Nathanson tells on his website, "In a lot of ways, the album
is about learning what a relationship really can be." He lines
the songs up to tell this story, opening with "Car Crash"
which is expressed as premonitions of a tragedy about to come: "I
want to feel the car crash/ I want to feel the capsize/ The earth
stop, till I'm satisfied." The story comes off the ground with
"Come On Get Higher" as he beams, "Come on get higher/
Loosen my lips/ Faith and desire/ In the swing of your hips/ Just
pull me down hard/ And drown me in love." But all does not
stay peachy with sunsets and fragrant roses for long as he delivers
in "Sooner Surrender" that "I've made a mess of things
you got someone new singing your songs now." For the closer
"All We Are," he ruminates, "I tasted, tasted love
so sweet/ And all of it was lost on me/ Bought and sold like property
in the end, the dreams just scatter and fall like rain." He
sings these words with such conviction that the lyrics feel palpable
like a good romance novel would, luring you into its story and making
you believe every part.
The melodic pop fare of the songs pervades gradual rises and recessions
like ocean waves rolling up to the shore and pulling away with a rhythmic
metronome on tracks like "To The Beat Of Our Noisy Hearts"
and "Heartbreak World." These are songs you could imagine
being played on carousel rides at local fairs or in a movie establishing
the scene where two people who belong together actually come together.
The lyrics and mood of the music projects visuals that enable the
listener to identify with them and even understand, and then apply
them to their own lives. Ballads like "Bulletproof Weeks"
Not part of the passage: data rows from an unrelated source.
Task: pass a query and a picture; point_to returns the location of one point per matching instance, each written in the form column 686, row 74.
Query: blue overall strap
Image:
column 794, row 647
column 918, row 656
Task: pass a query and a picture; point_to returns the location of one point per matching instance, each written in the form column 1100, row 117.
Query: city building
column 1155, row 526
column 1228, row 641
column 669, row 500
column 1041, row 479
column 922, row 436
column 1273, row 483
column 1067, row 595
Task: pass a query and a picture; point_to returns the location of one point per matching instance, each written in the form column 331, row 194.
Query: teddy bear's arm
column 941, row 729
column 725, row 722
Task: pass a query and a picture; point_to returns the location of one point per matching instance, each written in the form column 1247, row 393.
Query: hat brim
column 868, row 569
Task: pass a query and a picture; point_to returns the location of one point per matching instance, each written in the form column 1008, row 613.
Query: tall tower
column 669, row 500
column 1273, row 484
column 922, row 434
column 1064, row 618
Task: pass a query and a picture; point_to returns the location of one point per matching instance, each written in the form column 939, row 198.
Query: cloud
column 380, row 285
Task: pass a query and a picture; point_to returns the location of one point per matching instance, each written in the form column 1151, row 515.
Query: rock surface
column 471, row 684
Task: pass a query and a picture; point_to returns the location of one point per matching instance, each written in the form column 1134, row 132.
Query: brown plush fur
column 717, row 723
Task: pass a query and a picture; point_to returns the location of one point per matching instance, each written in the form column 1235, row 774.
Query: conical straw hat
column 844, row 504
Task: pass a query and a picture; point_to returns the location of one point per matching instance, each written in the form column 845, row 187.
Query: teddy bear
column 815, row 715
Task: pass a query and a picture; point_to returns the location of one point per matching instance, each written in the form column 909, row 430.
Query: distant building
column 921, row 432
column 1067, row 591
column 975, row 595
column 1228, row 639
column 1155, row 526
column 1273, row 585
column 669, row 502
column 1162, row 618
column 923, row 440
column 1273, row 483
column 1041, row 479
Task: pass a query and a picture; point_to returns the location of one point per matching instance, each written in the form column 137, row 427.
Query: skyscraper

and "Still" are brewed with slowly dabbing beats, gently
spooled acoustics, and melodic shavings compassed towards mild timbres.
Midtempo numbers like "Detroit Waves" and "Falling
Apart" are rejuvenating like the wind blowing in your hair while
you are driving away from a part of your life that you want to leave
behind. "Sooner Surrender" is an acoustic-pop/vocal suite
that purges and cleanses the soul as the closing track "All We
Are" constructs a resolution with a vocal melody that exerts
a sentiment of compassion and hope for the future versed in a melodic
Matt Nathanson co-wrote the songs on Some Mad Hope with his
producer Mark Weinberg. They show the melodic pop apogees of Teddy
Greiger but with more adept sophistication steered by adult contemporary
gauges. Like a good book, it is an album that you can take with you
wherever you go and lets you know that resolutions are possible.